Wednesday, April 17, 2013

In short: Survival Quest (1988)

A group of all age groups and genders (Dermot Mulroney, Catherine Keener, Tracy Lind, Ben Hammer, Dominic Hoffman and Paul Provenza) that'd surely qualify for a disaster movie, flies out into the wilderness to learn some valuable lessons about themselves via survival training under the tutelage of laid back and sensitive wilderness expert Hank (Lance Henriksen). There's many a teachable moment about the joys of collectivism and treating one's peers with respect.

Unfortunately, the rather more paramilitary survivalist training course exclusively for older teenage boys of mercenary Jake (Mark Rolston) has come to the same area. Jake's full of bizarre talk of being a predator (I'd like to see Jake tell that to an actual predator) and every man having to stand for himself. Do you think there's a political allegory hidden somewhere in the movie?

Curiously, if you teach kids the value of being psychopaths, they may just start acting the part, and things turn violent. Eventually, Hank and Jake are believed dead by their respective groups, and the psycho kids begin hunting our peaceful collective.

Don Coscarelli's Survival Quest will probably always be the Coscarelli movie I like least (unless you count the attempt to steal money from his fans known as Phantasm IV as a movie, which I don't). This doesn't mean, however, that Survival Quest is a bad movie, it's just that its flaws are of exactly the kind I'm able to overlook least.

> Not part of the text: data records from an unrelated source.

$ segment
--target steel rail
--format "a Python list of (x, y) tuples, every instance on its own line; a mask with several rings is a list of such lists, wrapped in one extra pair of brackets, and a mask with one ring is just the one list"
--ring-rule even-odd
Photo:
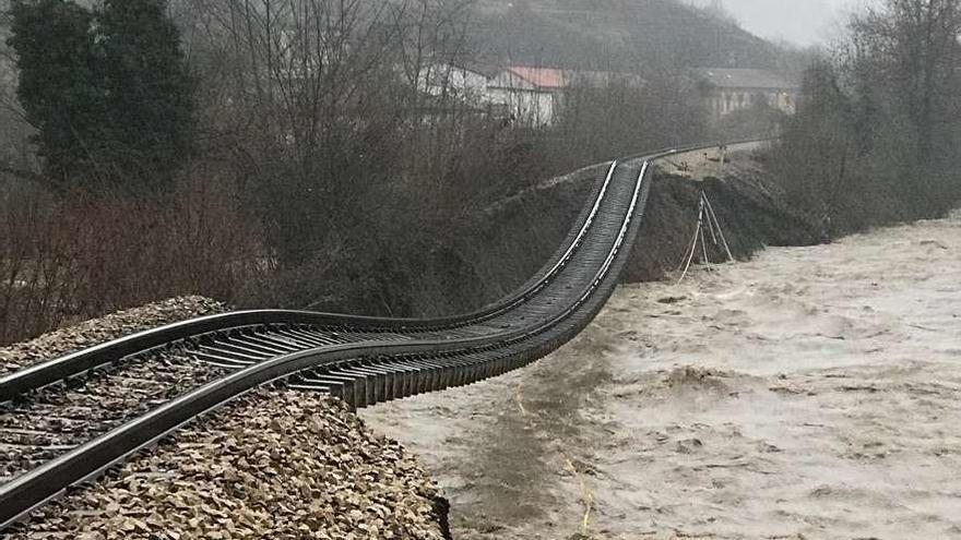
[(24, 393), (94, 370), (122, 358), (167, 346), (174, 341), (241, 327), (271, 324), (307, 324), (364, 331), (426, 332), (488, 321), (524, 303), (549, 284), (557, 273), (567, 265), (573, 253), (581, 247), (581, 242), (591, 225), (593, 225), (616, 168), (617, 161), (612, 161), (609, 170), (600, 185), (598, 193), (594, 197), (593, 205), (590, 207), (586, 216), (581, 216), (583, 223), (578, 229), (577, 235), (569, 239), (562, 255), (557, 257), (556, 262), (548, 269), (539, 272), (538, 276), (533, 279), (533, 283), (530, 283), (526, 287), (473, 313), (437, 319), (387, 319), (296, 310), (248, 310), (207, 315), (139, 332), (10, 373), (0, 377), (0, 403), (9, 401)]
[[(3, 484), (0, 487), (0, 529), (15, 521), (37, 505), (44, 504), (51, 497), (57, 496), (68, 487), (98, 475), (104, 469), (124, 459), (132, 453), (153, 444), (158, 439), (173, 430), (176, 430), (179, 425), (191, 421), (199, 415), (229, 403), (232, 399), (242, 396), (259, 386), (282, 379), (289, 379), (305, 370), (316, 369), (323, 365), (335, 365), (339, 362), (356, 362), (358, 358), (365, 357), (385, 358), (387, 360), (376, 364), (381, 371), (359, 370), (359, 376), (366, 379), (367, 374), (373, 374), (375, 372), (389, 373), (391, 369), (402, 371), (408, 370), (411, 369), (408, 367), (410, 362), (405, 363), (405, 359), (410, 357), (440, 359), (435, 363), (431, 363), (431, 365), (447, 370), (455, 370), (464, 368), (465, 365), (470, 368), (471, 364), (467, 362), (473, 361), (473, 357), (488, 353), (495, 353), (496, 357), (497, 355), (500, 355), (501, 351), (503, 352), (501, 358), (507, 358), (509, 355), (513, 355), (521, 363), (539, 358), (539, 356), (549, 352), (560, 344), (567, 341), (580, 332), (580, 329), (586, 326), (613, 292), (620, 269), (624, 264), (626, 264), (627, 260), (626, 256), (622, 256), (622, 253), (629, 251), (624, 250), (624, 248), (626, 243), (629, 240), (633, 240), (637, 235), (640, 224), (639, 214), (643, 213), (648, 193), (650, 192), (651, 180), (645, 181), (645, 177), (650, 177), (651, 161), (680, 152), (688, 152), (703, 147), (707, 146), (700, 145), (690, 148), (671, 149), (642, 158), (643, 163), (641, 164), (637, 180), (633, 183), (630, 201), (626, 211), (624, 211), (622, 216), (619, 218), (618, 231), (613, 239), (610, 248), (606, 251), (606, 256), (603, 263), (596, 268), (593, 278), (585, 281), (585, 285), (577, 299), (553, 315), (534, 321), (533, 324), (524, 325), (517, 329), (494, 332), (479, 337), (459, 337), (455, 339), (412, 339), (400, 343), (364, 340), (353, 344), (325, 345), (253, 363), (228, 374), (223, 379), (211, 382), (190, 391), (182, 396), (174, 398), (156, 409)], [(545, 277), (559, 275), (572, 260), (577, 248), (586, 238), (588, 231), (592, 230), (591, 226), (597, 217), (601, 202), (604, 199), (604, 194), (607, 191), (617, 166), (617, 161), (612, 164), (601, 193), (595, 199), (592, 211), (589, 213), (584, 225), (581, 227), (574, 240), (568, 245), (562, 256), (559, 257), (559, 260), (546, 273)], [(627, 245), (629, 247), (630, 243), (627, 243)], [(612, 272), (613, 268), (614, 272)], [(532, 287), (525, 289), (524, 292), (531, 291), (531, 296), (533, 296), (547, 286), (548, 284), (545, 283), (545, 279), (538, 279)], [(570, 286), (568, 286), (568, 288), (570, 288)], [(518, 301), (522, 296), (513, 297), (509, 299), (509, 301), (500, 302), (496, 305), (508, 305), (505, 312), (509, 312), (517, 305), (523, 303), (522, 300)], [(248, 315), (248, 313), (252, 315)], [(282, 321), (280, 319), (290, 315), (292, 313), (295, 317), (304, 316), (305, 319), (297, 320), (302, 321), (304, 324), (316, 324), (317, 319), (315, 317), (329, 316), (327, 314), (308, 312), (282, 311), (240, 312), (230, 315), (236, 317), (257, 317), (268, 314), (268, 316), (278, 317), (276, 321), (277, 323), (289, 324), (289, 319), (283, 319)], [(201, 320), (192, 321), (190, 323), (203, 325), (207, 324), (207, 321), (216, 317), (217, 316), (202, 317)], [(378, 324), (383, 322), (398, 322), (398, 320), (380, 320), (372, 317), (348, 319), (361, 320), (368, 323), (377, 322)], [(452, 317), (447, 321), (455, 319), (458, 317)], [(404, 324), (410, 324), (411, 322), (415, 324), (423, 323), (423, 321), (406, 320), (404, 321)], [(157, 331), (149, 331), (147, 333), (141, 334), (167, 336), (169, 339), (170, 335), (180, 335), (178, 334), (176, 326), (177, 325), (169, 325)], [(175, 328), (169, 329), (171, 327)], [(413, 328), (406, 326), (393, 326), (391, 329), (405, 329), (410, 332)], [(115, 352), (120, 350), (116, 348), (116, 344), (114, 344), (114, 346)], [(454, 360), (451, 361), (451, 358)], [(495, 362), (491, 360), (486, 360), (486, 362), (487, 365), (482, 365), (478, 360), (477, 363), (474, 364), (474, 369), (470, 370), (466, 377), (460, 377), (456, 379), (456, 381), (463, 383), (473, 382), (477, 379), (490, 376), (494, 372), (502, 371), (502, 368), (511, 367), (505, 365), (503, 362), (497, 363), (495, 367)], [(364, 365), (360, 368), (364, 368)], [(450, 382), (444, 382), (442, 379), (435, 379), (434, 381), (435, 384), (440, 385)]]

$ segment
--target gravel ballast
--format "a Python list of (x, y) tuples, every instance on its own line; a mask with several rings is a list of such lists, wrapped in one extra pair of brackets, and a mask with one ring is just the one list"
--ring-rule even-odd
[(263, 388), (40, 507), (9, 538), (440, 540), (446, 519), (400, 443), (339, 400)]
[(118, 311), (0, 348), (0, 375), (137, 332), (225, 311), (223, 303), (200, 296), (170, 298)]

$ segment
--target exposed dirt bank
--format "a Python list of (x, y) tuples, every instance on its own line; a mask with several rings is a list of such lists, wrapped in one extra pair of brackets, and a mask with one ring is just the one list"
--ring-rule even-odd
[[(703, 152), (679, 154), (655, 169), (648, 214), (625, 281), (660, 279), (677, 267), (697, 227), (701, 191), (713, 202), (738, 259), (747, 259), (767, 245), (809, 245), (824, 240), (802, 216), (784, 206), (781, 193), (763, 183), (764, 167), (752, 147), (728, 154), (723, 170), (709, 161), (710, 166), (692, 165), (689, 171), (677, 173), (677, 164), (702, 159)], [(468, 311), (512, 292), (551, 259), (585, 204), (591, 184), (606, 170), (604, 165), (589, 167), (488, 208), (484, 219), (475, 224), (475, 232), (463, 238), (454, 250), (472, 268), (471, 276), (448, 276), (440, 285), (425, 289), (424, 295), (470, 297), (470, 301), (461, 302)], [(723, 179), (705, 177), (708, 172), (723, 172)], [(713, 248), (710, 251), (713, 260), (722, 260), (722, 252)], [(464, 278), (466, 287), (451, 277)]]
[(227, 307), (221, 302), (193, 296), (161, 300), (91, 319), (48, 332), (29, 341), (0, 347), (0, 375), (118, 337), (225, 311)]
[(422, 456), (456, 539), (961, 538), (958, 268), (959, 215), (770, 249), (363, 416)]
[(436, 493), (414, 457), (340, 401), (261, 389), (3, 538), (442, 540)]

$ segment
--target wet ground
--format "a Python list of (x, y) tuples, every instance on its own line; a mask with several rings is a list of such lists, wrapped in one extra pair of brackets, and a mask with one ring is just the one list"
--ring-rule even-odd
[(361, 415), (455, 539), (961, 538), (961, 216), (622, 287), (527, 369)]

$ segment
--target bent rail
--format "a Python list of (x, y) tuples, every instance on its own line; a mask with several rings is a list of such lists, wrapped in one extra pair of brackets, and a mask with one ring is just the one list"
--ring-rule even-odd
[[(135, 334), (24, 370), (29, 376), (16, 379), (17, 372), (0, 381), (8, 384), (4, 392), (10, 394), (5, 395), (15, 395), (19, 388), (46, 384), (44, 381), (56, 381), (64, 373), (69, 376), (88, 369), (81, 367), (103, 363), (105, 359), (111, 361), (170, 340), (245, 325), (355, 325), (365, 329), (405, 332), (407, 337), (400, 341), (365, 339), (289, 352), (252, 363), (174, 398), (0, 487), (0, 528), (199, 415), (271, 382), (310, 381), (311, 387), (353, 404), (359, 400), (363, 405), (368, 403), (361, 396), (365, 393), (373, 395), (375, 400), (377, 396), (403, 397), (468, 384), (541, 358), (583, 329), (614, 291), (640, 227), (651, 187), (651, 160), (702, 147), (707, 146), (665, 151), (641, 158), (639, 167), (622, 166), (626, 172), (618, 176), (617, 190), (612, 189), (612, 182), (615, 173), (624, 169), (618, 168), (617, 161), (613, 163), (595, 191), (591, 209), (582, 214), (581, 226), (569, 237), (561, 256), (519, 293), (475, 314), (440, 320), (351, 317), (277, 310), (213, 315)], [(620, 182), (632, 183), (620, 185)], [(612, 209), (602, 214), (602, 204), (608, 201), (609, 191), (617, 191), (620, 196), (609, 200)], [(513, 317), (510, 324), (496, 329), (482, 327), (480, 335), (453, 332), (497, 317), (503, 320), (507, 315)], [(529, 320), (531, 316), (533, 320)], [(317, 370), (327, 370), (327, 374), (304, 375)], [(353, 373), (357, 380), (331, 373)], [(23, 386), (16, 386), (17, 382)]]

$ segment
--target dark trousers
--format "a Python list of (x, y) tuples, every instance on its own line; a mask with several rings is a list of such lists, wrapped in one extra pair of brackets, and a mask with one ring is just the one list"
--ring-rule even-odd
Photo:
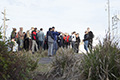
[(43, 41), (38, 41), (38, 49), (41, 50), (43, 48)]
[(25, 43), (24, 43), (24, 48), (25, 48), (25, 50), (29, 50), (29, 38), (26, 38), (25, 39)]
[(89, 39), (88, 48), (89, 48), (90, 50), (92, 50), (92, 43), (93, 43), (93, 40), (92, 40), (92, 39)]
[(75, 52), (78, 53), (79, 52), (79, 43), (76, 43), (75, 47), (76, 47), (76, 51)]
[(32, 40), (29, 39), (29, 50), (32, 50)]

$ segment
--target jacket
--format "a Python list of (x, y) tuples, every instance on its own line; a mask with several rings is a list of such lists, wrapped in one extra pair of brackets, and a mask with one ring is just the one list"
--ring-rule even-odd
[(88, 34), (85, 34), (83, 41), (87, 41), (87, 40), (89, 40), (89, 35), (88, 35)]
[(11, 39), (15, 39), (15, 37), (16, 37), (16, 32), (12, 31), (12, 33), (11, 33)]
[(42, 31), (37, 33), (37, 38), (38, 38), (38, 41), (44, 41), (45, 40), (44, 33)]
[(89, 35), (89, 39), (93, 39), (94, 35), (92, 31), (88, 32), (88, 35)]
[(23, 34), (22, 31), (19, 31), (19, 32), (18, 32), (18, 37), (19, 37), (20, 39), (24, 39), (24, 34)]
[(52, 33), (52, 31), (48, 31), (47, 32), (47, 39), (48, 39), (48, 42), (54, 42), (54, 36), (53, 36), (53, 33)]
[(31, 36), (32, 36), (32, 40), (37, 40), (37, 33), (36, 33), (36, 31), (35, 31), (35, 30), (34, 30), (34, 31), (32, 31)]

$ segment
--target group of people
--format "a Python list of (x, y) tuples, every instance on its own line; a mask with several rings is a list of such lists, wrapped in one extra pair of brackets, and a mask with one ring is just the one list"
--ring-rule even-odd
[[(43, 28), (38, 30), (37, 28), (31, 27), (27, 32), (23, 32), (23, 27), (20, 27), (20, 30), (16, 32), (16, 28), (13, 28), (11, 33), (11, 50), (13, 50), (14, 43), (18, 44), (17, 50), (22, 49), (32, 51), (34, 54), (35, 51), (48, 50), (48, 56), (53, 56), (56, 54), (58, 48), (72, 48), (75, 53), (79, 52), (79, 44), (81, 42), (79, 33), (75, 31), (69, 35), (68, 33), (55, 31), (55, 27), (49, 28), (46, 35), (43, 32)], [(87, 28), (84, 35), (84, 48), (88, 52), (89, 49), (92, 49), (93, 33), (90, 31), (90, 28)]]

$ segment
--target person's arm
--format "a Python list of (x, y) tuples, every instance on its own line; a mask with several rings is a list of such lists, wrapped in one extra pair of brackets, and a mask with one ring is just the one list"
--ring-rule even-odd
[(51, 32), (51, 38), (55, 40), (53, 32)]
[(53, 34), (60, 35), (60, 33), (59, 33), (59, 32), (53, 32)]
[(19, 32), (20, 37), (24, 37), (24, 34), (22, 32)]
[(43, 38), (43, 40), (45, 40), (45, 35), (44, 35), (44, 33), (43, 33), (43, 35), (42, 35), (42, 38)]

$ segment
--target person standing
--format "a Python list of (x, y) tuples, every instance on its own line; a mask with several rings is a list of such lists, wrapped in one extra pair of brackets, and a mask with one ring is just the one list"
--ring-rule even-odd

I'm never a fan of allegories at the best of time, and Coscarelli makes his film's political allegory even harder to bear though the total lack of subtlety of its presentation. Ideologically speaking, I'm on the director's side, and approve of any attempt to make a survival film which posits people don't and won't have to turn into monsters in any dangerous situation, it's just that I really wish he'd not try and hit me over the head with it as much as he does (and, you know, doesn't let the film still end with the good guys blowing up the bad guys).

This aspect of Survival Quest is further weakened by the weak characterization. I'd really rather believe that Hank's wilderness teachings and the communal work with others are a catalyst for the characters finding inner strengths they didn't know about and changing for the better, but in practice, everyone starts out as an underwritten cliché and ends as a slightly different underwritten cliché, their moments of change lacking in dramatic impact.

It is a bit of a shame, because Survival Quest's functioning parts are something to cheer for. I like how comparatively quotidian the actual wilderness survival problems our heroes have to cope with before the chase movie part begins are, providing what comes later with a basic believability the characters never have on their own.

Daryn Okada's wilderness photography is rather beautiful, again without attempting to be stunningly, dramatically beautiful, but just showing what's there without a grand gesture.

Last but not least, there's a very fine performance by the great Lance Henriksen who provides his - again pretty underwritten - Hank with charisma and a force of personality that nearly make the quick effect of his training course in social responsibility believable (and most certainly makes Rolston's one-note Jake look like even more of a jerk), and manages to make a character who might come over as quite patronizing in the way he is written sympathetically paternal.